A voz interior dele rosnou: Essa velha está mais esperta hoje. Preciso acabar com isso. Vou fazê-la se sentir uma péssima mãe.
"Você sempre implica com a Camila!", ele explodiu, elevando a voz. "Você nunca gostou dela! Só porque ela vem de uma família humilde, você acha que ela é interesseira! Você quer me ver infeliz?"
As acusações me atingiram, mas não da forma que ele pretendia. Elas eram um espelho do meu comportamento passado, das minhas suspeitas injustas. Ele estava usando minhas próprias falhas contra mim.
Mas agora, eu sabia a verdade. E a verdade era minha armadura.
"Isso não é verdade, Pedro. Eu só quero entender."

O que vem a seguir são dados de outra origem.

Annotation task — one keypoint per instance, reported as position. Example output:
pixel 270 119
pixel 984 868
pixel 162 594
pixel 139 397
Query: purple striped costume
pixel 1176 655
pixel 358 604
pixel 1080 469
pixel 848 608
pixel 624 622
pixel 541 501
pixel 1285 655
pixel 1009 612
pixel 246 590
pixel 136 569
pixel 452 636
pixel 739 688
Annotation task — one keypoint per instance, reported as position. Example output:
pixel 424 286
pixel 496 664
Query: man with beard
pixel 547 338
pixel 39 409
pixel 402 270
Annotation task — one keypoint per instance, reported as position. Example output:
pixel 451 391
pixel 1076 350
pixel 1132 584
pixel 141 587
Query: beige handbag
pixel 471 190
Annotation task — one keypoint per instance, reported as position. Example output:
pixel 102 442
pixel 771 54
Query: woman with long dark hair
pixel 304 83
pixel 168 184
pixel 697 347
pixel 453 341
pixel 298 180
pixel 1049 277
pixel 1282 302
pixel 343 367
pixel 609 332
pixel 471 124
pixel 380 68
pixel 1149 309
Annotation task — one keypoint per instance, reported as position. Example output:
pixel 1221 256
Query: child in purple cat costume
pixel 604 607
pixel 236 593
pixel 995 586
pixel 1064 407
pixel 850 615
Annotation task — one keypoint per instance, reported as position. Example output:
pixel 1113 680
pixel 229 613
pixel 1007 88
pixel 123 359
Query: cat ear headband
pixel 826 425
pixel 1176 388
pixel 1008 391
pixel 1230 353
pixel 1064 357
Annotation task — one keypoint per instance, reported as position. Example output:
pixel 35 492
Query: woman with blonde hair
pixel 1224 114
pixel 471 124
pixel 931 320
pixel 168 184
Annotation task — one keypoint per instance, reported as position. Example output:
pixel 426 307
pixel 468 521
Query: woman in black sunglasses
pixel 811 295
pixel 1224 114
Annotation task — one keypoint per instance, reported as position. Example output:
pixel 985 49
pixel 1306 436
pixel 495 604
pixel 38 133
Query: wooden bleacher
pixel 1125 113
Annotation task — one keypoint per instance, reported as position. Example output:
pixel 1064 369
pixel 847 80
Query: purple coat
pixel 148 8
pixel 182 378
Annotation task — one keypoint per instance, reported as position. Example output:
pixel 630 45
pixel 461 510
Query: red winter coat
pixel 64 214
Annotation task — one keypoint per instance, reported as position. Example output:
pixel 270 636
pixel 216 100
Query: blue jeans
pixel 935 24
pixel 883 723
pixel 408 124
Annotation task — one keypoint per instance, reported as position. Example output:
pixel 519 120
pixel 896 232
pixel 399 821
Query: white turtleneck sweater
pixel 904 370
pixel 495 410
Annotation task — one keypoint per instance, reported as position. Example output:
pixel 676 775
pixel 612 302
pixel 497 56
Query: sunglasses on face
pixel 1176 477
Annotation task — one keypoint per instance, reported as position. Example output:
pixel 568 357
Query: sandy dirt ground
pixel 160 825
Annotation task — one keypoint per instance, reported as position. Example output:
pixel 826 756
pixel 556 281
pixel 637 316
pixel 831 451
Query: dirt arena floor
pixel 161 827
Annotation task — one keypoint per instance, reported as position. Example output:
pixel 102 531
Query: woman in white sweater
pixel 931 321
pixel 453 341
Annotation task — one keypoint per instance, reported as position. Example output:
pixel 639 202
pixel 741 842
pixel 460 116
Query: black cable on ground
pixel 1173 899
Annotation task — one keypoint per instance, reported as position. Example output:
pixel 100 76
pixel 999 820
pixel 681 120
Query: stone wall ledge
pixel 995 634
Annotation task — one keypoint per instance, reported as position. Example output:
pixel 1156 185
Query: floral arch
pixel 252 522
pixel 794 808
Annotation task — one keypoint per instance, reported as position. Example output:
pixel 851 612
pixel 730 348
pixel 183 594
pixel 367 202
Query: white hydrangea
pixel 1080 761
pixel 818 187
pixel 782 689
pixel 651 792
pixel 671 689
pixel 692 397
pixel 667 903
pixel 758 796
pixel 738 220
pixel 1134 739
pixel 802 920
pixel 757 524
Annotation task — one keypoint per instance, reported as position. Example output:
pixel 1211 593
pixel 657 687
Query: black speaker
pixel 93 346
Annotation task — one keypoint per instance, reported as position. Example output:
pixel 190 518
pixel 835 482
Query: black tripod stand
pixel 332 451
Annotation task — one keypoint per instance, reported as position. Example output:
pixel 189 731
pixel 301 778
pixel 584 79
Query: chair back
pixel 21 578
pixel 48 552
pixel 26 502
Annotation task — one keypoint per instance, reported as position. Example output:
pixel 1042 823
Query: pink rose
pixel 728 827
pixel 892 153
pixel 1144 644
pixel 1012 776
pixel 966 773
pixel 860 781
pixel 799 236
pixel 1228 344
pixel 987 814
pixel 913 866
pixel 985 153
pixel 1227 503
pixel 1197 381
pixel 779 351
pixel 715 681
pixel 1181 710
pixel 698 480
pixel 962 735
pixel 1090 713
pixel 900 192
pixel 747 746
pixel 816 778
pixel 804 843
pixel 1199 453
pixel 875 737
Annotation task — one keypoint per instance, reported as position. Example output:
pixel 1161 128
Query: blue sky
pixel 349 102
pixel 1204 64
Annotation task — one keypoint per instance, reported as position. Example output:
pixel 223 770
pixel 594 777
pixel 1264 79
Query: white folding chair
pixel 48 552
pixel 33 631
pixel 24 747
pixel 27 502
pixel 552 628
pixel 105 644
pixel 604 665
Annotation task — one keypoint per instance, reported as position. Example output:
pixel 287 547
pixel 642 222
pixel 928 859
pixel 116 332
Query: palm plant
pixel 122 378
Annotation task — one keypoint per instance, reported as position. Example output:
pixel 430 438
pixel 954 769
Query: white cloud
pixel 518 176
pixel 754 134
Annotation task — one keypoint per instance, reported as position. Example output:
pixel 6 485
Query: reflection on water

Decidi testá-lo. Decidi jogar o jogo dele, mas com as minhas regras.
"Sabe de uma coisa?", eu disse, mudando meu tom para um mais suave, mais conciliador. "Você está certo. Eu talvez tenha sido um pouco dura. Se é importante para você, eu vou ajudar."
Um brilho de triunfo passou pelos olhos dele. A voz interior dele comemorou: Isso! Ela caiu. A grana é minha.
"Sério, mãe? Você faria isso por mim?"
"Claro, meu filho. Quanto você precisa para o anel?"
"Quinhentos reais seriam o suficiente", ele disse rapidamente.
Peguei minha bolsa. Abri minha carteira e tirei as notas. Enquanto eu contava o dinheiro, a voz dele na minha cabeça já estava gastando. Perfeito. Vou pegar o perfume para a Ju hoje mesmo. E ainda sobra para um jantar. A velha é uma idiota mesmo.
Eu estendi o dinheiro para ele. "Aqui está. Mas quero que você faça uma coisa por mim."
"Qualquer coisa, mãe."
"Quero que você entregue esta pulseira para ela também", eu disse, apontando para a caixinha de veludo. "Diga a ela que foi um presente meu. Um pequeno gesto de boas-vindas à família."
O pânico brilhou nos olhos dele por uma fração de segundo. A voz interior dele gritou: Merda! E agora? Se eu entregar a pulseira, a Camila vai achar estranho. E se ela comentar com a velha? Plano arriscado.
Ele se recuperou rapidamente. "Claro, mãe! Que ótima ideia! Ela vai adorar!"
Ele pegou o dinheiro e a pulseira.
"Agora, se me dá licença, preciso ir ao banco resolver umas coisas", eu disse, me levantando. Era uma mentira. Eu não ia a banco nenhum. Eu ia começar a minha investigação.
"Tudo bem, mãe. E... obrigado. De verdade."
Ele me abraçou. Foi um abraço frio, vazio. A única coisa que senti foi o desprezo que emanava dele, a voz em sua cabeça já planejando os próximos passos.
Preciso me livrar dessa pulseira ridícula. Talvez eu a jogue no lixo no caminho.
Quando ele saiu, eu fiquei parada no meio da sala, o cheiro do perfume barato dele pairando no ar. A dor da traição era real, mas desta vez, estava misturada com uma nova sensação: determinação. Ele achava que tinha me enganado. Mal sabia ele que o jogo estava apenas começando. E desta vez, eu não seria a única a perder.